Nuclear reactors are a possible alternative energy generation solution. Small modular reactors (SMRs), miniaturised factory-built versions of advanced nuclear reactors, are compact and efficient energy sources. SMRs claim some benefits over large reactors, in terms of enhanced safety and prevention of proliferation of nuclear materials. However, as with all fission reactors, the processing and storage of nuclear waste is a challenge. Alternatively, fusion reactors would be safer and provide cleaner forms of energy, however current designs are neither compact (one, Iter, is expected to weigh 23,000 tons) nor financially viable, as none have yet produced more energy than they use.
Food production also needs to be considered. Conventional farming would be impractical within a building. Vertical hydroponic farms could be used, which would also provide a natural form of air recycling. However, the necessary lighting would increase energy demand and space constraints could make it difficult to produce sufficient food.
The arcology portrayed in Paolo Bacigalupi's novel Water Knife used a series of filtration ponds to recycle water, which is plausible. However, losses are inevitable in any recycling system. The International Space Station (ISS) recycles approximately 3.6 gallons (17.3 litres) of water every day, including urine and perspiration, but still requires regular supplies of fresh water every few months.
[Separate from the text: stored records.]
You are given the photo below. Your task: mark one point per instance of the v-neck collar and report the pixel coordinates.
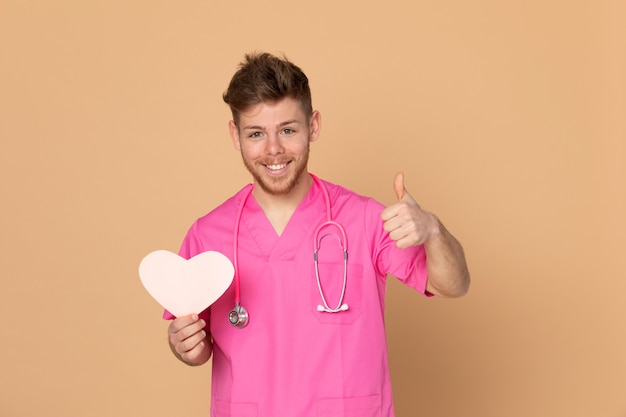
(309, 212)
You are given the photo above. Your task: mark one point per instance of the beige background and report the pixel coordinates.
(506, 116)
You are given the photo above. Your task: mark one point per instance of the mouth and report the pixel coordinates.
(276, 167)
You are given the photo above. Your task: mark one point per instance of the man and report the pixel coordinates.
(315, 341)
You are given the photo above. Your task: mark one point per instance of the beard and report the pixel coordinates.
(278, 186)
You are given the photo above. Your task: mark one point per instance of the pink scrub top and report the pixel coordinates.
(292, 360)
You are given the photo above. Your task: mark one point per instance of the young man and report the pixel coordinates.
(315, 342)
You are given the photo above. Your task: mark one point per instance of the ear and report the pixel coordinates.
(315, 126)
(234, 134)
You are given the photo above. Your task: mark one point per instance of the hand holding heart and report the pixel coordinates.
(406, 222)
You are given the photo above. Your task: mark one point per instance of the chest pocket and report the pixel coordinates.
(330, 287)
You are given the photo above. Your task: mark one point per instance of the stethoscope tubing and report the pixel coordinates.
(239, 315)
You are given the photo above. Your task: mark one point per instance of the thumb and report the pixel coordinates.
(398, 186)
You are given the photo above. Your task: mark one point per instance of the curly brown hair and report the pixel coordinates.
(263, 77)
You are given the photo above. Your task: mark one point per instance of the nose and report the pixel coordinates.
(274, 145)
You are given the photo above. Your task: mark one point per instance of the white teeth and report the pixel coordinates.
(276, 167)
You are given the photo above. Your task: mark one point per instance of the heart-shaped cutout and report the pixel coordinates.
(184, 286)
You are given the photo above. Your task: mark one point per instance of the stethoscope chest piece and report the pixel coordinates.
(238, 316)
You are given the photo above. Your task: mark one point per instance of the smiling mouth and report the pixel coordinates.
(276, 167)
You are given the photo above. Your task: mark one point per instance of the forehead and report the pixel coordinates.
(272, 113)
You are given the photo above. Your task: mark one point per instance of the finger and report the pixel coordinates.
(398, 186)
(191, 342)
(182, 322)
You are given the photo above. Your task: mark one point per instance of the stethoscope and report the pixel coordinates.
(238, 316)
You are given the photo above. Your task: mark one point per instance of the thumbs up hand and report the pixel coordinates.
(406, 222)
Not everyone sees a future for high-rise buildings. In 2021, China banned new buildings over 500m (1,650ft) tall and imposed severe restrictions on buildings over 250m (825ft).
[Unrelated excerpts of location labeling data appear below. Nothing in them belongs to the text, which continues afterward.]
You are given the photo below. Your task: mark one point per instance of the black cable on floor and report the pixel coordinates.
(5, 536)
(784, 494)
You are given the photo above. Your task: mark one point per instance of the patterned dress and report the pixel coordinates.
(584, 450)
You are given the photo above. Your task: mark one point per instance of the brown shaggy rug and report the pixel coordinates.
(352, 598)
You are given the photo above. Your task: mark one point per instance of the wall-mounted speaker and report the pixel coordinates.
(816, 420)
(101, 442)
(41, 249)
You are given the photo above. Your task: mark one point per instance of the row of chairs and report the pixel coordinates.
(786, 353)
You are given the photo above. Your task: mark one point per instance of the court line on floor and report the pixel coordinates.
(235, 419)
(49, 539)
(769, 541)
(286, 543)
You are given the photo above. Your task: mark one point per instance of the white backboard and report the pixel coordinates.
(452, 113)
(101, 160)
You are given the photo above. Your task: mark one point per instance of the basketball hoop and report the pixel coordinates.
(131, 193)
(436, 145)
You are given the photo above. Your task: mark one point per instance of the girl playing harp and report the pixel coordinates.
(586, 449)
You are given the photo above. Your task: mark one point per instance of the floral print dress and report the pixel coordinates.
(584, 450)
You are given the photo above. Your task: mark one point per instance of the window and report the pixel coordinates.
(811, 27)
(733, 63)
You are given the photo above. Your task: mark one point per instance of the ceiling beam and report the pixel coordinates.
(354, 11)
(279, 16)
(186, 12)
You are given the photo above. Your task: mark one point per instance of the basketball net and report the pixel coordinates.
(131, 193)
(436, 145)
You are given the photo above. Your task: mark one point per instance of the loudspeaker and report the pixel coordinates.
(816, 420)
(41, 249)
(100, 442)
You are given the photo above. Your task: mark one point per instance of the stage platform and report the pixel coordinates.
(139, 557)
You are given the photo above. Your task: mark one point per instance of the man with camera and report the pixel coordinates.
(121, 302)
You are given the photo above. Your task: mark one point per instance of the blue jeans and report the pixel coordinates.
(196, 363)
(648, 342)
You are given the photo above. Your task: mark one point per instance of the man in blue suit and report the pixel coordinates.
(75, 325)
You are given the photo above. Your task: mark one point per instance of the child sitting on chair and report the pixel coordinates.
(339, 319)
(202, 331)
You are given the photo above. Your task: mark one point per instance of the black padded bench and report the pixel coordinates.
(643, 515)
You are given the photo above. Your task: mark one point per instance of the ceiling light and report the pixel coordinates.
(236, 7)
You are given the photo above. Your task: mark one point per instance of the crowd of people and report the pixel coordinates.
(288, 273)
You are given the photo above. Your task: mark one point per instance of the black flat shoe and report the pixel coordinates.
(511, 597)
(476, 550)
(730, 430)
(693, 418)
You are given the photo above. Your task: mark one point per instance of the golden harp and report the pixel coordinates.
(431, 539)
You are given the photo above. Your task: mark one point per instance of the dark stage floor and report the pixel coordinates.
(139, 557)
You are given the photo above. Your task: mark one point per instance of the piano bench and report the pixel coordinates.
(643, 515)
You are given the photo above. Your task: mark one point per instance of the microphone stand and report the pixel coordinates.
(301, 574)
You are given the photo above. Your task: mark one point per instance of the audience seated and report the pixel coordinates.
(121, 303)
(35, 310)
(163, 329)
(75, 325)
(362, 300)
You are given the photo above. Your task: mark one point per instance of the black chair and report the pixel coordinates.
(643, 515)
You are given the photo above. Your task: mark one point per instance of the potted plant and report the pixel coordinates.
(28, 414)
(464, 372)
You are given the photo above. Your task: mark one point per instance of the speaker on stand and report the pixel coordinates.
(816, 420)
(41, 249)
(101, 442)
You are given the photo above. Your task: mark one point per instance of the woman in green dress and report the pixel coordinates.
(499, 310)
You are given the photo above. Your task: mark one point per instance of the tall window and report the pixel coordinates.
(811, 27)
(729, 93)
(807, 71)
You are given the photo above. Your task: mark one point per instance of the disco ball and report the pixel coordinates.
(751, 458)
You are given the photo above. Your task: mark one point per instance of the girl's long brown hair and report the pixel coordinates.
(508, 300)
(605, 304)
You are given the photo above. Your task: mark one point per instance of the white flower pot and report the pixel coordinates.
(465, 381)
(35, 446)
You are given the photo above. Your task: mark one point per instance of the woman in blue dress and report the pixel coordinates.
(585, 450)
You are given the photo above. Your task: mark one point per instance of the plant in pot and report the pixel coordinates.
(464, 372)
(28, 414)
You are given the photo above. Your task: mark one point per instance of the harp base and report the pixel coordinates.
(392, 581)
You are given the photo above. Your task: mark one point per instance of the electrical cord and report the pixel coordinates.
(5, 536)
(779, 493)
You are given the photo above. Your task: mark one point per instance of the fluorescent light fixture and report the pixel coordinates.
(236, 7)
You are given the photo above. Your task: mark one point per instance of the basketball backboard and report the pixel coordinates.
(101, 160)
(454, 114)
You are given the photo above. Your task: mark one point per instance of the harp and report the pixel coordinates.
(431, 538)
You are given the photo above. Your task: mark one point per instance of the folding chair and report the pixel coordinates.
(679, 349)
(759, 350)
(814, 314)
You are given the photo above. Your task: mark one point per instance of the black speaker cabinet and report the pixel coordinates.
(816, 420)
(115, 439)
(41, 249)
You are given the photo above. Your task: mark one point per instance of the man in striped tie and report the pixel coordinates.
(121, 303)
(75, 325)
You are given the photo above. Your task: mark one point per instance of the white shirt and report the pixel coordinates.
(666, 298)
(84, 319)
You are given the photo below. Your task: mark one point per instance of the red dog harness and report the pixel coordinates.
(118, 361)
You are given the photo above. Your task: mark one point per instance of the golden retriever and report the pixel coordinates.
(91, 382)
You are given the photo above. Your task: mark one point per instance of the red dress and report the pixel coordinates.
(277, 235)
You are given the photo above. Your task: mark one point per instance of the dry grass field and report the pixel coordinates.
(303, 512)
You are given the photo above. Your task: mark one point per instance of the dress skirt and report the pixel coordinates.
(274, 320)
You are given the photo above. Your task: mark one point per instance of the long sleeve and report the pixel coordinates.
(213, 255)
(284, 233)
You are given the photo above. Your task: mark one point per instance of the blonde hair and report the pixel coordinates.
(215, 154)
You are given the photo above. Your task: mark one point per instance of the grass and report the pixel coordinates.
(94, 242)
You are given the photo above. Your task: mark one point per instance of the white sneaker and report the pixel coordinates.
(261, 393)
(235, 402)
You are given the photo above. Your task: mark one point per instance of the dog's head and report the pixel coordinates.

Nonetheless, the Earth's growing population needs to be accommodated. Continually expanding cities horizontally, through building on new land, is not sustainable indefinitely. This bolsters the argument for growing upwards, creating vertical cities. "Cities are expanding massively, going from one to 10 million," says Antony Wood, director of Tall Buildings and Vertical Urbanism at the Illinois Institute of Technology and president of the Council on Tall Buildings and Urban Habitat. "They can't go horizontal, because it's unsustainable, for land consumption and the energy taken to build and operate the horizontal city. It's going to go vertical."
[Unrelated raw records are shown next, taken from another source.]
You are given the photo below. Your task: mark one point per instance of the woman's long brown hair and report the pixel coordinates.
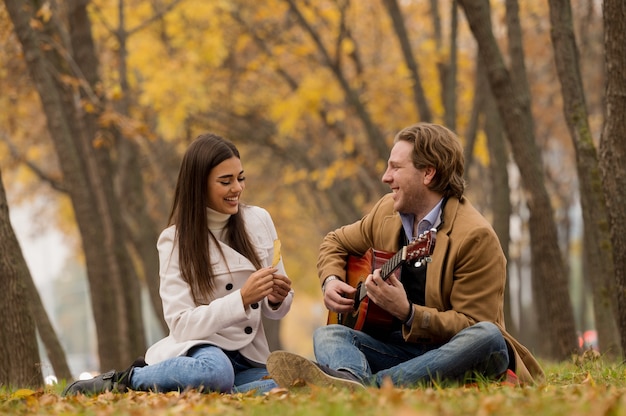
(190, 216)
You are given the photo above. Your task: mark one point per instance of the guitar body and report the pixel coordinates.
(367, 316)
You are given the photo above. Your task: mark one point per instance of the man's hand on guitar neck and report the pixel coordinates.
(338, 296)
(388, 294)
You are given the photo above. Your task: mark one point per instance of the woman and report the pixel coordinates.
(217, 281)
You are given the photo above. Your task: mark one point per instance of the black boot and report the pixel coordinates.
(110, 381)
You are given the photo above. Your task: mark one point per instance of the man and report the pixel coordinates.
(446, 312)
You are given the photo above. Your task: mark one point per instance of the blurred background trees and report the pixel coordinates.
(101, 97)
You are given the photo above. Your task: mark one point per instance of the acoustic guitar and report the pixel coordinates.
(367, 316)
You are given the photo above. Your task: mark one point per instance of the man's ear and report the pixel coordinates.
(429, 174)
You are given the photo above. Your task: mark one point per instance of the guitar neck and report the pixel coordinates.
(393, 263)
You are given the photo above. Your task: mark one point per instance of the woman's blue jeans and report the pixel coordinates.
(205, 367)
(480, 348)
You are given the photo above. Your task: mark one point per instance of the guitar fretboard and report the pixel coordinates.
(393, 263)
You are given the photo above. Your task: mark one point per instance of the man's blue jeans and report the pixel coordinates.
(480, 348)
(205, 367)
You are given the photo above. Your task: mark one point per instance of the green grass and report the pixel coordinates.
(587, 387)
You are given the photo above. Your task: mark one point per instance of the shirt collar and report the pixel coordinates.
(431, 220)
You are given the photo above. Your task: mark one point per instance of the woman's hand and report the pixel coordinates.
(280, 289)
(259, 285)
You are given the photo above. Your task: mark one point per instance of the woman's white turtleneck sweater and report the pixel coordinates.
(217, 223)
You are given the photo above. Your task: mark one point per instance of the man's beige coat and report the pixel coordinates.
(464, 282)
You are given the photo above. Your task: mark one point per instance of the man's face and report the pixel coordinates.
(407, 183)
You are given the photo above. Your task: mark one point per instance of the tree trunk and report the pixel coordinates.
(49, 338)
(421, 104)
(19, 356)
(613, 147)
(595, 220)
(550, 286)
(500, 192)
(82, 150)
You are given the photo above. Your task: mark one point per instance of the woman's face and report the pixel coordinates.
(225, 185)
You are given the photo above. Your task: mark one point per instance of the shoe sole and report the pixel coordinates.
(292, 370)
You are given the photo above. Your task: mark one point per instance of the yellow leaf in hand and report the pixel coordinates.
(276, 258)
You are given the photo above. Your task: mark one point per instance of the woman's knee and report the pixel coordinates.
(213, 371)
(325, 334)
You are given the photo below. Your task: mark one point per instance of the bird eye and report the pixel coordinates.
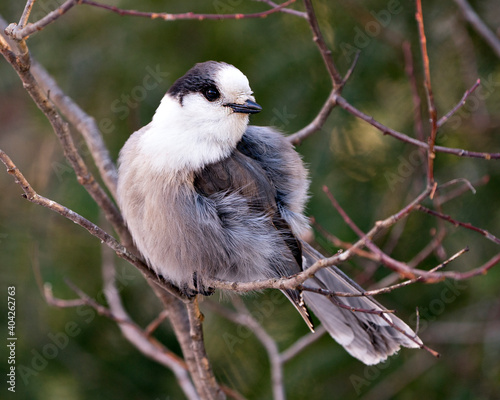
(211, 94)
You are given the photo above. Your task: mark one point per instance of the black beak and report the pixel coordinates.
(249, 107)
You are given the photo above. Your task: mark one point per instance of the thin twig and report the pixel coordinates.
(26, 13)
(318, 122)
(269, 344)
(61, 129)
(461, 190)
(94, 230)
(462, 101)
(431, 154)
(207, 382)
(343, 103)
(410, 73)
(465, 225)
(19, 33)
(326, 53)
(285, 10)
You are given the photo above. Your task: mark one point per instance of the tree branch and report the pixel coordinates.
(19, 33)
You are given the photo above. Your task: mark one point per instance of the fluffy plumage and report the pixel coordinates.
(206, 195)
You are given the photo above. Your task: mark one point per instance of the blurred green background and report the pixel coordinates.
(118, 68)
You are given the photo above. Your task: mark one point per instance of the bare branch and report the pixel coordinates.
(462, 101)
(465, 225)
(284, 9)
(207, 385)
(26, 13)
(343, 103)
(431, 154)
(270, 346)
(94, 230)
(142, 339)
(18, 33)
(461, 190)
(477, 23)
(84, 123)
(85, 177)
(410, 73)
(22, 32)
(326, 53)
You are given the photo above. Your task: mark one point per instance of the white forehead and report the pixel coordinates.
(231, 79)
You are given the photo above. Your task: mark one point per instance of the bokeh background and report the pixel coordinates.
(118, 68)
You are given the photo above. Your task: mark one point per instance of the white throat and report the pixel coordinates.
(187, 137)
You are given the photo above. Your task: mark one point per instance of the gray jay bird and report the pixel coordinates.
(206, 196)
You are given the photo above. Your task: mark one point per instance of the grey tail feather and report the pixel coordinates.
(297, 299)
(368, 337)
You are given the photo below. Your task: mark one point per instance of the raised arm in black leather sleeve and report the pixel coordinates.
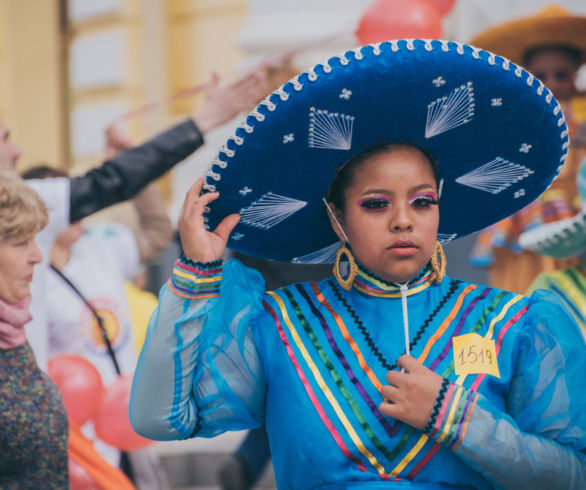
(123, 176)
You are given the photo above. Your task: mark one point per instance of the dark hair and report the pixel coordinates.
(574, 54)
(345, 176)
(43, 172)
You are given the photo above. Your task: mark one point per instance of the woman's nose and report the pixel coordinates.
(36, 255)
(401, 220)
Instead of independent tower blocks, buildings could become interconnected with land bridges, creating green spaces between them. However, building ever upwards with a network of land bridges risks putting the lower levels into shadow, making the higher levels ever more desirable, thus leading to a structured hierarchal system.
"I do see cities expanding vertically near areas of transit and I definitely see them expanding horizontally as well," says Smith.
As the effects of climate change become ever more apparent, the materials cities are built from could change. Carbon emissions from the cement industry outweigh those from the aviation sector. One alternative construction material could be mass timber: an engineered product created from layered panels of wood that are bound together. "The amount of energy to produce mass timber is a fraction of what it would be to produce the same materials in steel or concrete," says Wood. "While it's producing itself, it's sequestering carbon out of the atmosphere."
Although building an arcology is theoretically possible, at least from a structural perspective, it would require inventive engineering to ensure the necessary energy generation, food production and waste reclamation systems are sustainable. Critics say it is difficult to see how arcologies could be made economically viable in the near future. There is also the argument that permanently living within an enclosed area would not be pleasant, although it is comforting to know it is possible, should an apocalyptic event make the outside world unhabitable.
"I would never say something cannot be built," concludes Anszperger. "It can be built, but there needs to be a vision and a need for it."